Hsiao-ting Lin


Hsiao-ting Lin is a Taiwanese sinologist at the Hoover Institution who studies Greater China, including ethnopolitics, the Kuomintang, and Taiwan–United States relations during the Cold War.

Biography

Lin was born in Taipei, Taiwan, in 1971. After high school, he graduated from National Taiwan University with a B.A. in political science in 1994 and earned an M.A. in international law and diplomacy from National Chengchi University in 1997. He then completed doctoral studies in England at the University of Oxford, where he earned a Doctor of Philosophy in oriental studies in 2003 from St Cross College, Oxford. His doctoral dissertation was titled, "A reexamination of nationalist China's frontier agenda: A case study of Tibet, 1928-1949".
The 2017 Kingstone Award for Most Influential Book of the Year in Taiwan was awarded for his book "Accidental State: Chiang Kai-shek, the United States, and the Making of Taiwan".
In April 2008, Lin was elected a Fellow of the Royal Asiatic Society of Great Britain and Ireland.

Books

  • Lin, Hsiao-ting. Tibet and Nationalist China's Frontier Intrigues and Ethnopolitics, 1928-49. .Vancouver UBC Press, 2014.
  • Lin, Hsiao-ting. Modern China's Ethnic Frontiers: A Journey to the West. Routledge, 2013.
  • Lin, Hsiao-ting. Accidental State: Chiang Kai-Shek, the United States, and the Making of Taiwan.
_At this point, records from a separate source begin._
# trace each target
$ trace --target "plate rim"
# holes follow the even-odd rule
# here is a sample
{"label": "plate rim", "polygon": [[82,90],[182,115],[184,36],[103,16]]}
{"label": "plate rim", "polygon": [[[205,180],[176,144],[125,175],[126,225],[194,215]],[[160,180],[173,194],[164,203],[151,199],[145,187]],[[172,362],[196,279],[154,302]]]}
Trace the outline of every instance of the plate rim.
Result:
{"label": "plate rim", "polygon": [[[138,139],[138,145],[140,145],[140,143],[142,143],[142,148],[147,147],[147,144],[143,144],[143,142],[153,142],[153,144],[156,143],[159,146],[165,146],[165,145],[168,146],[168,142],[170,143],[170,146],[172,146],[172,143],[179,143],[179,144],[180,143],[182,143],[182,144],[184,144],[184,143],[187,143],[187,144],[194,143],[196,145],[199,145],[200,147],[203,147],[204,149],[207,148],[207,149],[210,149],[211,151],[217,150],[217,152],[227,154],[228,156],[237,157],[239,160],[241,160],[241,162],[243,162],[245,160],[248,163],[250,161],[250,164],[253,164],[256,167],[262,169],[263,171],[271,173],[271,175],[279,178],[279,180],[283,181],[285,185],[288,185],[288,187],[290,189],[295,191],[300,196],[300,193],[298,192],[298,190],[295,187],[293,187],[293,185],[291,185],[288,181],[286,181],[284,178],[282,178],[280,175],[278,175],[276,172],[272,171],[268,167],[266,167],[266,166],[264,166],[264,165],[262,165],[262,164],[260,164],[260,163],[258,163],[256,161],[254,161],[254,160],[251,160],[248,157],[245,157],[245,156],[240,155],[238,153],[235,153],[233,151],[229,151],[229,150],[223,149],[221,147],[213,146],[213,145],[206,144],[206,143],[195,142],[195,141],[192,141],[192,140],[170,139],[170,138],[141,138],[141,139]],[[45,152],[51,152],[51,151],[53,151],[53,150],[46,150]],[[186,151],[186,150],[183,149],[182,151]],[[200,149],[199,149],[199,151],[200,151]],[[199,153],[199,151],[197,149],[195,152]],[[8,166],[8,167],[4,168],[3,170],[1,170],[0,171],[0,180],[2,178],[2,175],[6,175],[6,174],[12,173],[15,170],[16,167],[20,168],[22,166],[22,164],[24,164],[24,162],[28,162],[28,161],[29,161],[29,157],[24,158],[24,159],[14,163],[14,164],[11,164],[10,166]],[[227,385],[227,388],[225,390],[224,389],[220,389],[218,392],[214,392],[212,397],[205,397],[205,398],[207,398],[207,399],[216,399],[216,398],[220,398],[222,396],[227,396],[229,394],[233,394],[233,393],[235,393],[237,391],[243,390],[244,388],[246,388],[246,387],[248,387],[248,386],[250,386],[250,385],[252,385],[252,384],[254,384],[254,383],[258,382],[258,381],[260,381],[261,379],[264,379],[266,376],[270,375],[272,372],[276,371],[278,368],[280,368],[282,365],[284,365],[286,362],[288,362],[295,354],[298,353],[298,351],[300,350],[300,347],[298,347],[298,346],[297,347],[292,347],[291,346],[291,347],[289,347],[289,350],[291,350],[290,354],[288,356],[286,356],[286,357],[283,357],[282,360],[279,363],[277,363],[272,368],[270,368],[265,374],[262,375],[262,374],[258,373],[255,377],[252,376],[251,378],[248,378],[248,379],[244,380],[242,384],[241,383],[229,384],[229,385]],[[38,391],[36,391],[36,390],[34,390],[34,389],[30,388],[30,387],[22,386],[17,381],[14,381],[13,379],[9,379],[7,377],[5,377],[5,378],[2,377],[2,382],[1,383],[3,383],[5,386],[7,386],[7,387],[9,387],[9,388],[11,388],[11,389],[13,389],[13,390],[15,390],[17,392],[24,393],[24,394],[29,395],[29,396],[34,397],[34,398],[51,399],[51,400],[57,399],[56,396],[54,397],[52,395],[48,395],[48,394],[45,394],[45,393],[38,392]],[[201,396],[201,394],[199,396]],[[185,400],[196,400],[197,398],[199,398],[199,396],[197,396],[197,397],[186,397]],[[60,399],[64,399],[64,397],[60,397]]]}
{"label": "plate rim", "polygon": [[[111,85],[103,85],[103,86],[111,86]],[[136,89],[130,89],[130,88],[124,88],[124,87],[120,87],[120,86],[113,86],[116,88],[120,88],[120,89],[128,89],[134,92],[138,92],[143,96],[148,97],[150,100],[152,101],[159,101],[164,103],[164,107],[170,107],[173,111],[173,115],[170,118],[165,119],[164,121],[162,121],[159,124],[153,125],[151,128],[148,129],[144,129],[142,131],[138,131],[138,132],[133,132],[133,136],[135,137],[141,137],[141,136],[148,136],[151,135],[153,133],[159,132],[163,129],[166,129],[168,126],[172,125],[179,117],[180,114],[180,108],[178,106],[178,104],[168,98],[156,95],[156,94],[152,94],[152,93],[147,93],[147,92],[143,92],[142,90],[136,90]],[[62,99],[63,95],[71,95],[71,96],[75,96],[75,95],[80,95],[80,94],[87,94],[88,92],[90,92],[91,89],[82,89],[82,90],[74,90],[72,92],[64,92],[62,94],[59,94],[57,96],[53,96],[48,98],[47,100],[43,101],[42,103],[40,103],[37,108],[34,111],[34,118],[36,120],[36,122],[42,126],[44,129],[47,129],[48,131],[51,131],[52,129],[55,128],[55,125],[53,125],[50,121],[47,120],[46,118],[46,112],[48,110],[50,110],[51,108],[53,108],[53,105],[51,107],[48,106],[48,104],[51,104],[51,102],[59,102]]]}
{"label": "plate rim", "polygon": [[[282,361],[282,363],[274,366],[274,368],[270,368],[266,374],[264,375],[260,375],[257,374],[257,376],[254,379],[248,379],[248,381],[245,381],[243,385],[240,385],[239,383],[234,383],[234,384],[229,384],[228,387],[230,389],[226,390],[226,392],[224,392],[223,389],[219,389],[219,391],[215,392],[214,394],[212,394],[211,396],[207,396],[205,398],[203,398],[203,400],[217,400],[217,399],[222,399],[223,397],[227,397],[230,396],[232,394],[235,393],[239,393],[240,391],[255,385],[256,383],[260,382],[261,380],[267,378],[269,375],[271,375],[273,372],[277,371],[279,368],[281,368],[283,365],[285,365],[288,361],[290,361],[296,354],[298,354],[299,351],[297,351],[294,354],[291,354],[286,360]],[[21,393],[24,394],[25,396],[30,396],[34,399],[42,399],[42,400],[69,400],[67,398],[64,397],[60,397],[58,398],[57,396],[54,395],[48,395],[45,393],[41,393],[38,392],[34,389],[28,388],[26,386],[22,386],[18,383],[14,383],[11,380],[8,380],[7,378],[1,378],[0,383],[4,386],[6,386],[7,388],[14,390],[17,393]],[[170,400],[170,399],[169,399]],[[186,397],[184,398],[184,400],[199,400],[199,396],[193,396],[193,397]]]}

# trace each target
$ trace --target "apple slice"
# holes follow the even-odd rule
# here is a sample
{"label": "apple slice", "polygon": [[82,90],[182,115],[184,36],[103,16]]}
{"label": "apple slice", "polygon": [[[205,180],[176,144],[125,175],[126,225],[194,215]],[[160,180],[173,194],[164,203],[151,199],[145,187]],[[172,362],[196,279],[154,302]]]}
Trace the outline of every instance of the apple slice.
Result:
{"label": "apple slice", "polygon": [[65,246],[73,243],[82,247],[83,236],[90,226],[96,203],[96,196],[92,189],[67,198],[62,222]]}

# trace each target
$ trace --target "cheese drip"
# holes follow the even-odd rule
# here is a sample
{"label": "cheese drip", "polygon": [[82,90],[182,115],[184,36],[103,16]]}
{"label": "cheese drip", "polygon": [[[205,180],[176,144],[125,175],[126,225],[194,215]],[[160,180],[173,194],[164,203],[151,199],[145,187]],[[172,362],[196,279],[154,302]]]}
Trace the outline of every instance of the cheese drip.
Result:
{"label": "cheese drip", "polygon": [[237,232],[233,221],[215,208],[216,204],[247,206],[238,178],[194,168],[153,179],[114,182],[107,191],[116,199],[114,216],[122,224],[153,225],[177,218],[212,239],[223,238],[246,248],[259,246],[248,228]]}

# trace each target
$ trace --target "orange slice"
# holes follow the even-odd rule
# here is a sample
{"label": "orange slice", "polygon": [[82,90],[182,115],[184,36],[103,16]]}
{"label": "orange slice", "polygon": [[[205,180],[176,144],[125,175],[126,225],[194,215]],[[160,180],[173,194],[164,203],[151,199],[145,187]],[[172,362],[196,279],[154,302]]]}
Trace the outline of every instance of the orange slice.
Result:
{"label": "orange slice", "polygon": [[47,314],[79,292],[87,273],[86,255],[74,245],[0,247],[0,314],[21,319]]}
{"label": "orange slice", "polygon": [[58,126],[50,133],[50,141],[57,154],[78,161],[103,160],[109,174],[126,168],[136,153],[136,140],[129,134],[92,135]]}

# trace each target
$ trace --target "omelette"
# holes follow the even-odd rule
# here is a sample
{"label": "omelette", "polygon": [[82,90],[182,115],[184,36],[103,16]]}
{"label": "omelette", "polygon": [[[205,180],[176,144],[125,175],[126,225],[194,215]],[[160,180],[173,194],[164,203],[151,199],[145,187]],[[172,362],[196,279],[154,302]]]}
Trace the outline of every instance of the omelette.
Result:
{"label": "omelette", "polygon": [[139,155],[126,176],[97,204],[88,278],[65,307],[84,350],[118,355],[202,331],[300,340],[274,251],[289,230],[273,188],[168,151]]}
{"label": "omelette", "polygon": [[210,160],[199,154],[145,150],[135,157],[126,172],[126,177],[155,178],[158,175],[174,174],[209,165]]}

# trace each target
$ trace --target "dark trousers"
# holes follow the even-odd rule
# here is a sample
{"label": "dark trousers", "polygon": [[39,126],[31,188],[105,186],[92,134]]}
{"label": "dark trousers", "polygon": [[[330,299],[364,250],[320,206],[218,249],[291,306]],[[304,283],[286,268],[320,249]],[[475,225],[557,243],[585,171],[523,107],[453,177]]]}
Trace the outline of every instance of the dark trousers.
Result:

Harvard University Press, 2016.
  • *Also published in Chinese: 意外的國度 : 蔣介石, 美國, 與近代台灣的形塑 = Accidental state : Chiang Kai-shek, the United States, and the making of Taiwan /
  • Yi wai de guo du : Jiang Jieshi, Meiguo, yu jin dai Taiwan de xing su. by 林孝庭, transl. Zhongxian Huang
  • Lin, Hsiao-ting. Tai hai leng zhan jie mi dang an = The cold war between Taiwan and China : the declassified documents. 2015.